А вот маркграф явно не спешил. Он уже чувствовал себя хозяином положения, и теперь аристократично демонстрировал это и герцогине, и лейтенанту Гардену.

– Несказанно рад видеть вас, герцогиня, – наконец-то достиг он обоза и, сойдя с седла, распростер объятия так, словно это не он догонял обоз и карету, а сама герцогиня прибыла к нему в гости.

– Я тоже, господин маркграф.

Де Мовель был одним из самых рослых людей, которых Маргрет когда-либо приходилось видеть: настоящий гигант, гора мышц, преисполненная достоинства и уверенности в себе. Герцогиня понимала мать: в присутствии такого любовника она, Маргрет, тоже чувствовала бы себя уверенно и защищенно.

– Неужели это правда, что герцог Николя де Роберваль изгнал вас из дома и приказал сослать в Канаду?!

– Именно так, господин маркграф. Он приказал своему брату, адмиралу, переправить меня на эту далекую землю под охраной и лишил при этом наследства и благословения, – спокойно уточнила Маргрет.

– Значит, все-таки правда! Но я-то этого не допущу. Герцогиня, в присутствии всех этих господ объявляю, что отныне вы являетесь моей гостьей и пробудете в моих владениях столько, сколько пожелаете.
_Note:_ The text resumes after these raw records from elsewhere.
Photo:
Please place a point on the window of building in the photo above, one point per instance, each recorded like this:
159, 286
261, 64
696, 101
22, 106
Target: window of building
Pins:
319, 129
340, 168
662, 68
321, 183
При этом постоянно будете пребывать под моей личной опекой и охраной, и что, само собой разумеется, вам будет выделено одно из моих имений, которым вольны будете распоряжаться по собственному усмотрению. – Пока он произносил все это, его люди окружили и мгновенно обезоружили солдат и самого лейтенанта Гардена, избежав при этом не только кровопролития, но и какой бы то ни было стычки.

– Вы так щедры, маркграф, – хмельно улыбнулась Бастианна, смерив де Мовиля сугубо женским оценивающим взглядом.

– И пусть только кто-нибудь посмеет властвовать над вами, оскорбить или хотя бы попытается обидеть каким-либо намеком…

– Постойте-постойте, маркграф… – пришла в себя Маргрет. – Попросите, чтобы все удалились и оставили нас одних. – Когда это требование было выполнено и всадники удалились от кареты, Маргрет без каких-либо обиняков спросила: – Насколько я поняла, вас послала герцогиня Алессандра?

– Нет. Клянусь честью своего родового герба. Я совершаю это по своей собственной воле.

– Но она хотя бы знает о том, что вы тронулись в путь, чтобы догнать меня?

– Я послал гонца и завтра она, конечно же, об этом узнает. Как, впрочем, и этот… слов не нахожу, чтобы выразить свое возмущение… ваш отец, герцог Николя де Роберваль.

– Но вы хоть понимаете, маркграф, что Робервали никогда не простят вам такого вмешательства в дела их рода?

– Меня это не остановит. У них уже и так есть повод ненавидеть меня, – саркастически ухмыльнулся он.

– Робервали соберут людей, они объявят, что вы похитили меня и силой заточили в свой замок. Между вами возникнет настоящая война, какая уже не раз возникала между аристократическим родами Франции.

– Это меня тоже не остановит, – молвил маркграф, но уже не столь уверенно, как прежде. – Тем более что вы сможете подтвердить, что силой я вас не захватывал и никуда не заточал, а всего лишь восстановил справедливость. В доказательство этого вы сможете выйти замуж за вашего избранника, шевалье д’Альби, и жить в моем имении так долго, сколько понадобится.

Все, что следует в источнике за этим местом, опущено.